「プロ経営者」として強いコミットメントで組織改革を推進。7期連続増収増益と躍進を続けるカルビー会長・松本晃は、いかに改革を成功させたのか。
働く女性の視点で販売の活性化に成功した「フルグラ」。狙いをシリアル市場から朝食市場へと発想を転換させ、米ケロッグの牙城だった国内シリアル市場を切り崩した。4年で年商は6倍。カルビーの業績好調の強い推進力となり、540億円といわれるシリアル市場でフルグラの売り上げが220億円を超えた。
ジョンソン・エンド・ジョンソン(J&J)の日本法人社長などを歴任しカルビーのCEOに就任したのは2009年。フリーアドレスなどを取り入れたオフィスや人事評価の“見える化”など「働き方」改革も進める松本晃の根底にあるのは、徹底した「成果主義」だ。
─女性の管理職登用に数値目標を取り入れるクオーター制に賛成の立場を取られている。
私はとにかくデジタル人間。数字がないと体が動かない。カルビーでは今、10・20(テン・トゥエンティ)と言っている。毎年売り上げを10%伸ばせ、利益を20%伸ばせ、と。就任して7年間の数字の結果は、ほぼ伴っている。
ダイバーシティも同じ。J&Jの時は、35・25・25。「社員の35%は女性、管理職の25%は女性、エグゼクティブ/ディレクター以上の25%は女性。これを退職までに達成する」。これで終わり。実際に達成した。カルビーでは「20年までに女性管理職比率30%一番乗り」を目標に掲げている。今、22%。30%になったら、次は「50%にしたら」、と言う。
─ダイバーシティの重要性を実感するきっかけは。
J&Jの社長をしていた01年のこと。直属の上司だったビル・ディアスタインから「日本はなぜダイバーシティをしないんだ?」と聞かれた。「こんなに女性管理職が少ないのは日本とパキスタンくらいだぞ」と。
当時は私もダイバーシティについてよく分かっていなかったが「言われてみればその通りだな」と。世の中の半分は女性なのに、マネジメント層は男性ばかり。優秀な人は男女を問わず優秀。これでは片翼しか使わずに飛行しているようなもの。企業が成長できるわけがない。
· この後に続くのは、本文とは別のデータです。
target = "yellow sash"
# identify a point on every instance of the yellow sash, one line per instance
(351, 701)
─重要性は分かっていても、実現できない企業が多くある。
ポイントはある。1つは、トップがはっきりコミットする。さらに数字でコミットすること。登用は上からやる。下級の管理職から細々とやるのではなく、上級管理職を早く女性にすれば、あとは早い。
─候補者がいないという声もよく聞く。
それは嘘。探していないだけ。「来年からこのポジションは女性にしろ」。これで終わり。あと、誰が良いのかは分からないが、皆で決めろ、と。そうすれば候補が挙がってくる。その中から1番、2番、3番の人と決めて、1番いい人からオファーする。